All assessed prostaglandin agonists contracted the U&LP with the rank order of contractile response effectiveness as: PGE₂ > PGF_2α > TXA₂ > PGD₂ > PGI₂. The addition of PGE₂ (1 μM) to isolated U&LP induced tissue contractions, with increases of 1.01 ± 0.08 g (n = 38, p < 0.001) to the tonic contractions. When a greater concentration of PGE₂ (10 μM) was selected, increases of 1.36 ± 0.09 g (n = 42, p < 0.001, Fig. 2) were observed. Treatment with 1 μM PGF_2α showed a small increase to tonic contractions of 0.15 ± 0.04 g (n = 10, p < 0.01) when compared to a higher concentration of 10 μM, which exhibited increases of 0.79 ± 0.06 g (n = 14, p < 0.001). The addition of two concentrations of TXA₂ induced similar contractions, where tonic contraction increased by 0.70 ± 0.07 g when treated with 1 μM (n = 8, p < 0.001), and by 0.65 ± 0.12 g after treatment with 10 μM (n = 6, p < 0.001).

When PGD₂ (1 μM) was added to the U&LP tissue preparations, tonic contractions increased by 0.19 ± 0.04 g (n = 4, p < 0.05, Fig. 3). Treatment with a higher concentration of PGD₂ (10 μM) exhibited increases of 0.63 ± 0.09 g (n = 8, p < 0.001). The addition of PGI₂ showed small increases in tonic contractions of 0.11 ± 0.02 g in response to 1 μM PGI₂ (n = 8, p < 0.001), and 0.22 ± 0.03 g in response to 10 μM PGI₂ (n = 8, p < 0.001, Fig. 3).

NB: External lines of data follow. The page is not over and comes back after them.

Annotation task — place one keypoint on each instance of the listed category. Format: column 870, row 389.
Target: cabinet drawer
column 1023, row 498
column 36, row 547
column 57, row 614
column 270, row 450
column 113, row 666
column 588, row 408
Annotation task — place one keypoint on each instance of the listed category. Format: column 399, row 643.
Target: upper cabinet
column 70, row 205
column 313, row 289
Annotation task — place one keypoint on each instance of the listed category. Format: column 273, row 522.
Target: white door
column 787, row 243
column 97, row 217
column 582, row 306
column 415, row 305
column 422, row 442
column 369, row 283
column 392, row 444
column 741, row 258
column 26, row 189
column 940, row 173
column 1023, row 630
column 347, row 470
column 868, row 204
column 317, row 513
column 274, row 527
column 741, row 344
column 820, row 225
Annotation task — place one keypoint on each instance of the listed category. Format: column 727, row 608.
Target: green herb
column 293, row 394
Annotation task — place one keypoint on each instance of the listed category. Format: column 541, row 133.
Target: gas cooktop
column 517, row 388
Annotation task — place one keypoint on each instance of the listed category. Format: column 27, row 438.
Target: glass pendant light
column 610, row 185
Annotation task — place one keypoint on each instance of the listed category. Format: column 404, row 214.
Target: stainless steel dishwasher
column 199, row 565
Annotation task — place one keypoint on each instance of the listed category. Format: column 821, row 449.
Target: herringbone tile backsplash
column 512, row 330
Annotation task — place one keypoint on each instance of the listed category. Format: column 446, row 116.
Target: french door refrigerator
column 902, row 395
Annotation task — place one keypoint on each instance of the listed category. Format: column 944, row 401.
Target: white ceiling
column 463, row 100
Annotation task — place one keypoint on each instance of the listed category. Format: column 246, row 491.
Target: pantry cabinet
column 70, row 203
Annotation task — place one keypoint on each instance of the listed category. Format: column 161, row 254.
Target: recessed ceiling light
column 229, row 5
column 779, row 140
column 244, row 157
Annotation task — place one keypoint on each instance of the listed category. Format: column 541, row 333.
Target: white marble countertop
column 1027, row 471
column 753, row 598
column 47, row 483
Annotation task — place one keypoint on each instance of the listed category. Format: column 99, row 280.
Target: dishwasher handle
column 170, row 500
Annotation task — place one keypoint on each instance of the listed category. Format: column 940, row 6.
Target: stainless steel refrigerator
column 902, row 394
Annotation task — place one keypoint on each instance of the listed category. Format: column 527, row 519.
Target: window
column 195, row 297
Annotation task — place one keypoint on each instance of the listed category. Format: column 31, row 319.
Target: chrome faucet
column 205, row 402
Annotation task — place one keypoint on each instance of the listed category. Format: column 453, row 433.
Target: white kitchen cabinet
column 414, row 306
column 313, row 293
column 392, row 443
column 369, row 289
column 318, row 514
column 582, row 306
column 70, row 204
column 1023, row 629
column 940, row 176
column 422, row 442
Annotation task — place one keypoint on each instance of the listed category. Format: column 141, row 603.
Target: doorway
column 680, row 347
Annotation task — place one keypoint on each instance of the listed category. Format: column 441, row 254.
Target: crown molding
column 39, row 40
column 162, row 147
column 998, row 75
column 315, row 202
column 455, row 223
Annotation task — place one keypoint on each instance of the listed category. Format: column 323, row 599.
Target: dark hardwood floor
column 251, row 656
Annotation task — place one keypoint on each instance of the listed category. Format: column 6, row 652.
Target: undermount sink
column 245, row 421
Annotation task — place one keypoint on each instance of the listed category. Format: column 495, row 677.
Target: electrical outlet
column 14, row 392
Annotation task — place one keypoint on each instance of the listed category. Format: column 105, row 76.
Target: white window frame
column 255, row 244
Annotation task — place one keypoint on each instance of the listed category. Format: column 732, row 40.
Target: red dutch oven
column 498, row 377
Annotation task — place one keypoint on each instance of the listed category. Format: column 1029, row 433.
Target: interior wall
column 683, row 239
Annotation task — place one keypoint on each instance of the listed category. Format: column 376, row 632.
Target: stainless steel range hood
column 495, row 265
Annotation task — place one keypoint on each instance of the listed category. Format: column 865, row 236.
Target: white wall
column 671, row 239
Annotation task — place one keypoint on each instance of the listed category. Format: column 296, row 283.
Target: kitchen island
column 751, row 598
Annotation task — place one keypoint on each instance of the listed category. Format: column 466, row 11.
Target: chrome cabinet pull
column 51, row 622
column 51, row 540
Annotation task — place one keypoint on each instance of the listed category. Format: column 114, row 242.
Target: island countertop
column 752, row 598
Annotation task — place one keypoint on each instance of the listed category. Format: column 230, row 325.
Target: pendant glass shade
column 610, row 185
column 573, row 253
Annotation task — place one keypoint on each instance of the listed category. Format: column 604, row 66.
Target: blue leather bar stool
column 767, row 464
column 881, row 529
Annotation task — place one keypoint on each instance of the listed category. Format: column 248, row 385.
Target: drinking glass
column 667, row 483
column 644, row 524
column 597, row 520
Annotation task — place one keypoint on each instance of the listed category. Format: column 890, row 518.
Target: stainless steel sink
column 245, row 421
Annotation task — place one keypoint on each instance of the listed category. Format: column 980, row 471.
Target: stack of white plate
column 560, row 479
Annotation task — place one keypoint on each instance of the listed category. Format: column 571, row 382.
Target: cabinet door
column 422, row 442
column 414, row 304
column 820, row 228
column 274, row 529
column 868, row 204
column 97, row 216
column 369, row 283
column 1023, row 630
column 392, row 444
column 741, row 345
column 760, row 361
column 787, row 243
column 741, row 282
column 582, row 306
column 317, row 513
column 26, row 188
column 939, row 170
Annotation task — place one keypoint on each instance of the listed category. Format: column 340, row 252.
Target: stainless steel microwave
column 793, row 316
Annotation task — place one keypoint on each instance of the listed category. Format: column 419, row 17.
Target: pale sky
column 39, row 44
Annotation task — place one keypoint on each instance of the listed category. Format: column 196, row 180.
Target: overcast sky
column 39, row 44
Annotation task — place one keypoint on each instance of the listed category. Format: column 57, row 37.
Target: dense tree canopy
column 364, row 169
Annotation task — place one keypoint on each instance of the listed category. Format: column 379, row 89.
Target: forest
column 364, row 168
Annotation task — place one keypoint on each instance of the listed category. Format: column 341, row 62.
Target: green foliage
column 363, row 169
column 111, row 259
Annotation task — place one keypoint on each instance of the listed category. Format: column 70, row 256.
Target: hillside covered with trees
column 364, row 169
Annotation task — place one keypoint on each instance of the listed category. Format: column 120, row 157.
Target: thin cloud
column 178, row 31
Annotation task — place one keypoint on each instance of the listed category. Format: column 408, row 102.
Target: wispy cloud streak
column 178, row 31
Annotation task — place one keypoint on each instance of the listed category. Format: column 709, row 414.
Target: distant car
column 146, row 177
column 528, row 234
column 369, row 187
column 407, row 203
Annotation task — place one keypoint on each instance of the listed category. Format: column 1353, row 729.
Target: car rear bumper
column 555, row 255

All assessed prostaglandin agonists contracted the detrusor smooth muscle preparations with the rank order of contractile response effectiveness as: PGE₂ > PGF_2α > TXA₂ > PGD₂ > PGI₂. In detrusor preparations, PGE₂ (1 μM) increased the tonic contractions by 0.73 ± 0.09 g (n = 34, p < 0.001), whereas PGE₂ (10 μM) nearly doubled the response, producing an average increase of 1.32 ± 0.13 g (n = 38, p < 0.001, Fig. 4). Treatment with 1 μM PGF_2α showed a small increase of 0.20 ± 0.05 g (n = 10, p < 0.01), whereas 10 μM of PGF_2α increased the tonic contractions by 0.97 ± 0.14 g (n = 12, p < 0.001). When TXA₂ was added, tonic contractions increased by 0.47 ± 0.12 g when treated with 1 μM (n = 8, p < 0.001), and by 1.03 ± 0.14 g (n = 6, p < 0.001, Fig. 4) when treated with 1 μM TXA₂.

PGD₂ showed a small increase in the tonic contractions of 0.12 ± 0.04 g when 1 μM was added (n = 4, p < 0.05), and an increase of 0.36 ± 0.06 g when 10 μM PGD₂ was added (n = 6, p < 0.01, Fig. 5). PGI₂ showed small increases in tonic contractions at both concentrations, showing an increase of 0.16 ± 0.02 g when treated with 1 μM (n = 8, p < 0.001), and 0.13 ± 0.03 g when treated with 10 μM PGI₂ (n = 8, p < 0.001, Fig. 5). The effects of prostaglandin agonists on tonic contractions of the detrusor smooth muscle were significantly different between the two concentrations (1 μM and 10 μM) for PGE₂ (p < 0.001), PGF_2α (p < 0.001) and PGD₂ (p < 0.05).